2.2 Angular Momentum#

Overview#

In Chapter 1 we studied a single qubit — the spin-1/2 system. Angular momentum generalizes this: what constrains the possible values of angular momentum, and how do higher-spin systems work? The answer emerges from commutation relations alone, revealing that angular momentum quantization is a consequence of the algebra of rotations. Adding angular momenta introduces the triangle rule, Clebsch-Gordan coefficients, and the singlet-triplet structure that underlies atomic physics and quantum information.

Topics#

Topic

Title

Core Question

2.2.1

Angular Momentum Algebra

How does quantization (\(j = 0, \frac{1}{2}, 1, \ldots\)) follow from commutation relations alone?

2.2.2

Spin Representations

How do spinors differ from vectors under rotations?

2.2.3

Addition of Angular Momenta

How do two angular momenta combine, and why is the coupled basis essential?

Key Concepts#

  • Angular momentum commutation relations \([\hat{J}_i, \hat{J}_j] = \mathrm{i}\hbar\epsilon_{ijk}\hat{J}_k\) as the Lie algebra \(\mathfrak{su}(2)\)

  • Casimir operator \(\hat{J}^2\), simultaneous eigenstates \(\vert j, m\rangle\), ladder operators \(\hat{J}_\pm\)

  • Spin as intrinsic angular momentum; spin-statistics theorem

  • Spinor rotations and the \(2\pi\) sign flip (SU(2) double cover of SO(3))

  • Clebsch-Gordan coefficients, triangle rule, singlet and triplet states

  • Spin-orbit coupling and fine structure

Learning Objectives#

  • Derive angular momentum quantization from the commutation algebra without solving differential equations.

  • Construct explicit matrix representations for spin-1/2 (Pauli) and spin-1.

  • Apply spinor rotation formulas and explain the \(2\pi\) vs \(4\pi\) distinction.

  • Combine two angular momenta using Clebsch-Gordan coefficients; construct singlet and triplet states for two spin-1/2 particles.

Project#

Project: Ultracold Fermi Gases and the BCS-BEC Crossover#

Objective: Model the BCS-BEC crossover in ultracold Fermi gases—the continuous evolution from weakly-paired fermions (Cooper pairs) to tightly-bound bosonic molecules as interactions are tuned.

Background: The BCS-BEC crossover is a frontier research area in cold atoms and condensed matter.
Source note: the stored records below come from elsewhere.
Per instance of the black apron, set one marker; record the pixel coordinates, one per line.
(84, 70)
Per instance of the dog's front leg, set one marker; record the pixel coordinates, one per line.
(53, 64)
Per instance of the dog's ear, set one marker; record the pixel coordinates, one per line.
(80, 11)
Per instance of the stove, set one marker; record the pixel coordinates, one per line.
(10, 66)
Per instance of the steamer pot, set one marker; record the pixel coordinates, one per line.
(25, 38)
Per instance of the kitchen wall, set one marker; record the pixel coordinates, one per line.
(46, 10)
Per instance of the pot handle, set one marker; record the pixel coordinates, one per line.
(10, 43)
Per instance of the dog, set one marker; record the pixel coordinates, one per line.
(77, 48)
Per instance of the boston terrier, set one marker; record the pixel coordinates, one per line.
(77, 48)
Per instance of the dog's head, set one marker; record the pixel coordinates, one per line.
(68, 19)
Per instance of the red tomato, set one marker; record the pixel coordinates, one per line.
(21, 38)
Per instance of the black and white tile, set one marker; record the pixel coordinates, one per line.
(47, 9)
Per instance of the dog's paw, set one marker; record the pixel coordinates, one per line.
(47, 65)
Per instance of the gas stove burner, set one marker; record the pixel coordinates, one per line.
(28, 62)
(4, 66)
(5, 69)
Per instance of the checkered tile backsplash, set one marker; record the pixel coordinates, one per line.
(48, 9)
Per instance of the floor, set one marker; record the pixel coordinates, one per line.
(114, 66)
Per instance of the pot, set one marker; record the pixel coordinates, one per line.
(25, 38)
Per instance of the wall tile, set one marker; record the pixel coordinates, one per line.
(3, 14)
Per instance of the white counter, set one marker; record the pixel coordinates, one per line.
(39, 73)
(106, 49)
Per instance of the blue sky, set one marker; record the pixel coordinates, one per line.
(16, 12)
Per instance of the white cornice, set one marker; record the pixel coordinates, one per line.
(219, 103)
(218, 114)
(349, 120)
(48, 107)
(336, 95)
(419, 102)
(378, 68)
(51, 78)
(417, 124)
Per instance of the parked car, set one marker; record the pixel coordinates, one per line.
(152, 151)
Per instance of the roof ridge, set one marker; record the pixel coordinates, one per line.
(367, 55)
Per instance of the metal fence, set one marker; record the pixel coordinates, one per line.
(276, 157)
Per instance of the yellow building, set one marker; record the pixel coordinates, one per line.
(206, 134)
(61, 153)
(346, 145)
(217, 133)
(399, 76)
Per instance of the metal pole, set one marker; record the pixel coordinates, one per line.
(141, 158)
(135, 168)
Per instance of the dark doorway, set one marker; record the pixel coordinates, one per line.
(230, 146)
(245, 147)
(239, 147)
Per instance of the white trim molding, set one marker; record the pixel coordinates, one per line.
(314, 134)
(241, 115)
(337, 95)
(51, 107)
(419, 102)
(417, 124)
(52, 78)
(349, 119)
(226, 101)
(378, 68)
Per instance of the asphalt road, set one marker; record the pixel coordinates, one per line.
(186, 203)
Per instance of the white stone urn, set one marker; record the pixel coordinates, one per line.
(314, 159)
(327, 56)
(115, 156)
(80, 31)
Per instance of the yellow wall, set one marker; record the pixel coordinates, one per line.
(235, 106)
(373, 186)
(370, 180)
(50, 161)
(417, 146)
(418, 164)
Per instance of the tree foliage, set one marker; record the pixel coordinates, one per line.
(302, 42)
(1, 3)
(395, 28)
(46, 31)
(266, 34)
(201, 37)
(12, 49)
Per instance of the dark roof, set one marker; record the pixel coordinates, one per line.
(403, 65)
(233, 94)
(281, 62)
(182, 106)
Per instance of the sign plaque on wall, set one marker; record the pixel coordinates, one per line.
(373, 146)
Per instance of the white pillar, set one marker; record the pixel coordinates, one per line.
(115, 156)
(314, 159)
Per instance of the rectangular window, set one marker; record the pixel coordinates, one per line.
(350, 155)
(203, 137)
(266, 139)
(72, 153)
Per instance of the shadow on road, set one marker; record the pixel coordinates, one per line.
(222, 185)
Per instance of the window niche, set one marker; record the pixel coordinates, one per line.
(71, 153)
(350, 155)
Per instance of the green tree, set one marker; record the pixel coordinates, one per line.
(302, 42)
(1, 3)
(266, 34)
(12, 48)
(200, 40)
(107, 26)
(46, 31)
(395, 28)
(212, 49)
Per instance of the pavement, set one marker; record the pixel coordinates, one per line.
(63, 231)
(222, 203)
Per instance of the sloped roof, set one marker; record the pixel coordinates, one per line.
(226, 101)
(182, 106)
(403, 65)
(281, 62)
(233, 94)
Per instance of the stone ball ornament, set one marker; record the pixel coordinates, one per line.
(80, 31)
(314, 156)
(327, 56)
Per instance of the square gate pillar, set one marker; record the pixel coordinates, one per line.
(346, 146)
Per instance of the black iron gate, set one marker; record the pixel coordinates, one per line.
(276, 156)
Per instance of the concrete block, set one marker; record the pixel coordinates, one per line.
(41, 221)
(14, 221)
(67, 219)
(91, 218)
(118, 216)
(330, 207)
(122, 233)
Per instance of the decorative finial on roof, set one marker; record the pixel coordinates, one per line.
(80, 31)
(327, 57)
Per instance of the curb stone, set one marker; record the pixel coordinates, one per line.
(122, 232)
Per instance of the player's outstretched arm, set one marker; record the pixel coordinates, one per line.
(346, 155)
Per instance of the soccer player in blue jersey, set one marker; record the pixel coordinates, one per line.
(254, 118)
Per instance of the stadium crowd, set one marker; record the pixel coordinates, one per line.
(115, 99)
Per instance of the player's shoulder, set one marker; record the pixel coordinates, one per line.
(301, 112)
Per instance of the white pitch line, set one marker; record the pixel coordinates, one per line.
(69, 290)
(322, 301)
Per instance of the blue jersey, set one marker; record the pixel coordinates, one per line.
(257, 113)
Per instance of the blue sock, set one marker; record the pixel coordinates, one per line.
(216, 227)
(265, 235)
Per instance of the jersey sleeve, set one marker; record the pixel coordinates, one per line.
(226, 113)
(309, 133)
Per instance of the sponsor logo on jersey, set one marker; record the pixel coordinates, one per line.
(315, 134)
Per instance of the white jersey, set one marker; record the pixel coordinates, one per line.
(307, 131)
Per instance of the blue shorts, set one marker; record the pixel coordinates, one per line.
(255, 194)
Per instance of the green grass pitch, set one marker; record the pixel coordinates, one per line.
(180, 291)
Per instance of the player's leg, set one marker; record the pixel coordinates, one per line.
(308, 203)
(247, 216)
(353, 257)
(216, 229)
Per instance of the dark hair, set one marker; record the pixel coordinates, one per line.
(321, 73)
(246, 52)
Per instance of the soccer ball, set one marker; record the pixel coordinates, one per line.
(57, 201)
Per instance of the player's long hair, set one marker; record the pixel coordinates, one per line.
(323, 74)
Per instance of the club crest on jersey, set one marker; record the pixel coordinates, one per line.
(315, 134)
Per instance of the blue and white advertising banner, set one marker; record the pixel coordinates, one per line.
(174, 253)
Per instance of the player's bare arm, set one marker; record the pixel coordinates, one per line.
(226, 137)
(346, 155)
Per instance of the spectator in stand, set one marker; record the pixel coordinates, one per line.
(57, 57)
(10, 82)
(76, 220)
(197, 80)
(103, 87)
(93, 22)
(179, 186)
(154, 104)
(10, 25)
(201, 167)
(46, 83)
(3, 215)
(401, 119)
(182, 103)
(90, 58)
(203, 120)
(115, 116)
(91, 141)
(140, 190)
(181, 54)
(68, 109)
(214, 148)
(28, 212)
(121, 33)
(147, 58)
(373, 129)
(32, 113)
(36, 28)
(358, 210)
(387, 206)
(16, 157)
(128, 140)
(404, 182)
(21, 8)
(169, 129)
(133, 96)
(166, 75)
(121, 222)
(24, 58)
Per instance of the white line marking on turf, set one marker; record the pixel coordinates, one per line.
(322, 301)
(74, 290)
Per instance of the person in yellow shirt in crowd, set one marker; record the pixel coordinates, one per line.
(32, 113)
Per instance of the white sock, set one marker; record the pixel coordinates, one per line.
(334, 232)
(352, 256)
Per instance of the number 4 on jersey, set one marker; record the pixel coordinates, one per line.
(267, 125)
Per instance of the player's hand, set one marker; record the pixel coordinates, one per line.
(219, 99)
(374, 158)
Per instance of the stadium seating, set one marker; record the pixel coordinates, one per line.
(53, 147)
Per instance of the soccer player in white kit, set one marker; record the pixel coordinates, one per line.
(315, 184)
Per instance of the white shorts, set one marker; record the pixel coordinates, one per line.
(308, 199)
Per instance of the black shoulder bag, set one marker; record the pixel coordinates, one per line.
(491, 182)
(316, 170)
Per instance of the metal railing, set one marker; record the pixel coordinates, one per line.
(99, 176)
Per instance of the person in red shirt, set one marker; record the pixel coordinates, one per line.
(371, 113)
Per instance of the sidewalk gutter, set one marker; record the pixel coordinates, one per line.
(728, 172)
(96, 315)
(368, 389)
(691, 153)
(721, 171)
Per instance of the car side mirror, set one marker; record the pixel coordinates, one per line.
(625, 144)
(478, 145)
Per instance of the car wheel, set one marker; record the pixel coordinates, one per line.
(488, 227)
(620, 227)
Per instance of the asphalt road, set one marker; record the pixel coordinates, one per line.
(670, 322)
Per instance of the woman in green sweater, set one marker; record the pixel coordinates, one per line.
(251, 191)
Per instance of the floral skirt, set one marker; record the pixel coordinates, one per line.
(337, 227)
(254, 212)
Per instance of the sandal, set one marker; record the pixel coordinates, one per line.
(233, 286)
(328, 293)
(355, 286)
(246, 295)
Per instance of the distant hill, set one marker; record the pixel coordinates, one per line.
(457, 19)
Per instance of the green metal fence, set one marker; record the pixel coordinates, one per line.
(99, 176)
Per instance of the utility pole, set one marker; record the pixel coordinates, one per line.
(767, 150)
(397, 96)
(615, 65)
Using Feshbach resonances, experimentalists can tune the scattering length \(a\) continuously and observe the transformation from BCS superconductor (large \(N\), small gap) to BEC of tightly-bound molecules. Angular momentum plays a crucial role: identical fermions require odd relative angular momentum (\(\ell = 1, 3, \ldots\)), constraining pairing. This project deepens understanding of identical particle symmetry (Chapter 2) by studying competing quantum phases and the role of angular momentum in many-body physics.

Suggested Approach:

  • Literature survey: Read “The BCS-BEC crossover and the unitary Fermi gas” (Giorgini, Pitaevskii & Stringari 2008, Rev. Mod. Phys.). Understand the mean-field equations in the BCS and BEC limits.

  • Theory: Derive the gap equation and chemical potential in mean-field BCS theory. Show how the ground state energy, condensate fraction, and excitation gap depend on interaction strength \(a\).
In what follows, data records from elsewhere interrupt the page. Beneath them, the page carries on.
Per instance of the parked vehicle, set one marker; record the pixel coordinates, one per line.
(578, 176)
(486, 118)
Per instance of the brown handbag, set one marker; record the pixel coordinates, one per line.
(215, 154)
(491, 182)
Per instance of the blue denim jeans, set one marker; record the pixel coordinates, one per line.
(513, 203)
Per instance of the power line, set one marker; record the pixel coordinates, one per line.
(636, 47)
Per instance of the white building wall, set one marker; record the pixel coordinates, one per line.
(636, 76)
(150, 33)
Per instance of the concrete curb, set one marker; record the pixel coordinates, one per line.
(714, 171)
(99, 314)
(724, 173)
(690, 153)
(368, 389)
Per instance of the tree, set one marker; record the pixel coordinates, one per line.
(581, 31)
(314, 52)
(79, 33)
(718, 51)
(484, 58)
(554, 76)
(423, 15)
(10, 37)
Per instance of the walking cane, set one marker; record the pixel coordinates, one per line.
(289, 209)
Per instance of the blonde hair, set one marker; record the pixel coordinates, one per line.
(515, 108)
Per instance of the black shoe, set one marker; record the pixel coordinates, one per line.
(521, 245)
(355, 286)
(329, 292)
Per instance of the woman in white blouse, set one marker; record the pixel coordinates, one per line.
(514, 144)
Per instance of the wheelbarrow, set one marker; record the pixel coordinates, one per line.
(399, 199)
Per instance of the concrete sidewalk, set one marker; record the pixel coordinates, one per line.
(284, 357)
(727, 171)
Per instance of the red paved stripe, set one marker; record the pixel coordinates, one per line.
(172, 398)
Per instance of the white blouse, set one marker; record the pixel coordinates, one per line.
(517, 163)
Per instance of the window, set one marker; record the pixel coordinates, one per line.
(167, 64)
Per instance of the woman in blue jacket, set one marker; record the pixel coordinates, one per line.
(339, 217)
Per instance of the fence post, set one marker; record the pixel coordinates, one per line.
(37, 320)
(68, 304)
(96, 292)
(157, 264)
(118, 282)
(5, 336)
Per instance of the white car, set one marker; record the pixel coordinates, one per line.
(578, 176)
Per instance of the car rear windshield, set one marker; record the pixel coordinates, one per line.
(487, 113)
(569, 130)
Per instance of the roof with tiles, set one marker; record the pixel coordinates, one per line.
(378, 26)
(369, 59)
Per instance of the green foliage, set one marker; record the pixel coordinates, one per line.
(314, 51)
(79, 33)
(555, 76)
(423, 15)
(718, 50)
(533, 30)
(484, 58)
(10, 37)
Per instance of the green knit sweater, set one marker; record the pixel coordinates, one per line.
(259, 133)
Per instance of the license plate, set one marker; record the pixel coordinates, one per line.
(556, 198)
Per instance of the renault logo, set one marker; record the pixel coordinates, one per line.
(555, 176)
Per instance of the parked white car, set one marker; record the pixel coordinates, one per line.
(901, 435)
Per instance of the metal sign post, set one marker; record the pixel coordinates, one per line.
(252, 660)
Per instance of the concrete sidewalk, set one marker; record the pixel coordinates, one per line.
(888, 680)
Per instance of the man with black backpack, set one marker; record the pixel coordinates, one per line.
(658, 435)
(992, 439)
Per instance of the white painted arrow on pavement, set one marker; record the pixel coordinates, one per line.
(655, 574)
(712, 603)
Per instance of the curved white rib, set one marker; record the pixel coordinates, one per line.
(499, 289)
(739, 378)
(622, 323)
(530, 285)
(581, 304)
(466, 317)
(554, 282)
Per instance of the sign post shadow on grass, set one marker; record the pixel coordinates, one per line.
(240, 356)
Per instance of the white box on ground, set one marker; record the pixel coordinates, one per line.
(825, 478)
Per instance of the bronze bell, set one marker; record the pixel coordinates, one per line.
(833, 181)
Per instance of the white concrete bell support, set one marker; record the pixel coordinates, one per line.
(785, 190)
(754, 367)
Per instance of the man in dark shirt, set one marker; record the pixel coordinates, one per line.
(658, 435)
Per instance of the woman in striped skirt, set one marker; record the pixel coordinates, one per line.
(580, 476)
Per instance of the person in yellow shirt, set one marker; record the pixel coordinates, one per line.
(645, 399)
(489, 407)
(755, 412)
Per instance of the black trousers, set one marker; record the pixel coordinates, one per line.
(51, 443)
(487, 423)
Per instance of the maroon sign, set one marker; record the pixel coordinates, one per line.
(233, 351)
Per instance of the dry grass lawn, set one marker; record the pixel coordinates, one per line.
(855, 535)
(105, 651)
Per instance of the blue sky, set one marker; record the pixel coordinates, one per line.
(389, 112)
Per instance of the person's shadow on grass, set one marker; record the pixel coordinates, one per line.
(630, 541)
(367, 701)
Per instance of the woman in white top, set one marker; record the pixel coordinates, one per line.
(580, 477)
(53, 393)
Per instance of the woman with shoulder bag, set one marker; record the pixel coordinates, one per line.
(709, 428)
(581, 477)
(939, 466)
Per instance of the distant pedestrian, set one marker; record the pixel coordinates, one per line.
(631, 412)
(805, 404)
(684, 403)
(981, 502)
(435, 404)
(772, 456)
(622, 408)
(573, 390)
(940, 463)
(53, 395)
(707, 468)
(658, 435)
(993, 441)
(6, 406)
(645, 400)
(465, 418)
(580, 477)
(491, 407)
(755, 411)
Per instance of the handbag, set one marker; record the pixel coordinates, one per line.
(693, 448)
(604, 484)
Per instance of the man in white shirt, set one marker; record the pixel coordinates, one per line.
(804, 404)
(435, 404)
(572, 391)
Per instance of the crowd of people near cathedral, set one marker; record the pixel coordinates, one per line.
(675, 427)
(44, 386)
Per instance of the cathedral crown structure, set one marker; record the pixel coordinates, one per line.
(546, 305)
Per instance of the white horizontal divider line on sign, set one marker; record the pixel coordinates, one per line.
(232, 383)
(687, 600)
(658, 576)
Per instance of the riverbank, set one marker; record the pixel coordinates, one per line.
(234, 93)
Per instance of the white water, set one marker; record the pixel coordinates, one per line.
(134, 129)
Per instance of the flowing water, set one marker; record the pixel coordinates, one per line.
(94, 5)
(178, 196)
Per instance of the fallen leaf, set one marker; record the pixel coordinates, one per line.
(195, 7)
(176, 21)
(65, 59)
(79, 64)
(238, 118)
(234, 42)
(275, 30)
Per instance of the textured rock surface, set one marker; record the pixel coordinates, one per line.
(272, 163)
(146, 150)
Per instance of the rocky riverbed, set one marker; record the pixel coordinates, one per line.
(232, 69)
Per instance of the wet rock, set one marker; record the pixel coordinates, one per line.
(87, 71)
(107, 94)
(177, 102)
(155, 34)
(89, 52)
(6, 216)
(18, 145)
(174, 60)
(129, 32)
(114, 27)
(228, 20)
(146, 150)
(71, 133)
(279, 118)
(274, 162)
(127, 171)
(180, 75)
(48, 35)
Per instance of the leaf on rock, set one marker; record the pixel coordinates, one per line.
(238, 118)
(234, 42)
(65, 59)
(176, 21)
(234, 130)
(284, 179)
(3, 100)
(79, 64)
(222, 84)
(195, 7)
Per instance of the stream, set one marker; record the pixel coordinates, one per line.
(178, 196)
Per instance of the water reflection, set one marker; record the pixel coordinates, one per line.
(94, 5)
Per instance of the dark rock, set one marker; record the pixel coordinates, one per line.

  • Computational method: Solve the BCS equations numerically using self-consistent iteration. Parametrize by the scattering length or dimensionless coupling \((k_F a)^{-1}\), where \(k_F\) is the Fermi wavenumber.

  • Phase diagram: Plot the gap \(\Delta\), condensate fraction, and coherence length \(\xi = \hbar^2/(m\Delta)\) across the crossover. Show that at unitarity (\((k_F a) = \infty\)), universal behavior emerges.

  • Excitations: Study fermionic excitations (Bogoliubov spectrum) vs. bosonic excitations (collective modes). Show the transition from weak-coupling fermions to strong-coupling molecules.

  • Angular momentum: Analyze why \(\ell = 1\) pairing dominates for spin-up/spin-down fermions. Include effects of angular momentum quantization on pairing stability.

Expected Deliverable: Research report (7-10 pages) with: BCS-BEC crossover theory, numerical solution of gap equation, phase diagram and universal properties at unitarity, excitation spectra analysis, comparison with experimental data from ultracold Fermi gas experiments, and physical interpretation connecting angular momentum constraints to observable phenomena.

Key References: Giorgini, Pitaevskii & Stringari (2008) “Theory of ultracold atomic Fermi gases”; Ketterle & Zwierlein “Making, probing and understanding ultracold Fermi gases” (2008); experimental papers from JILA, MIT, or LENS labs on Fermi gas crossover.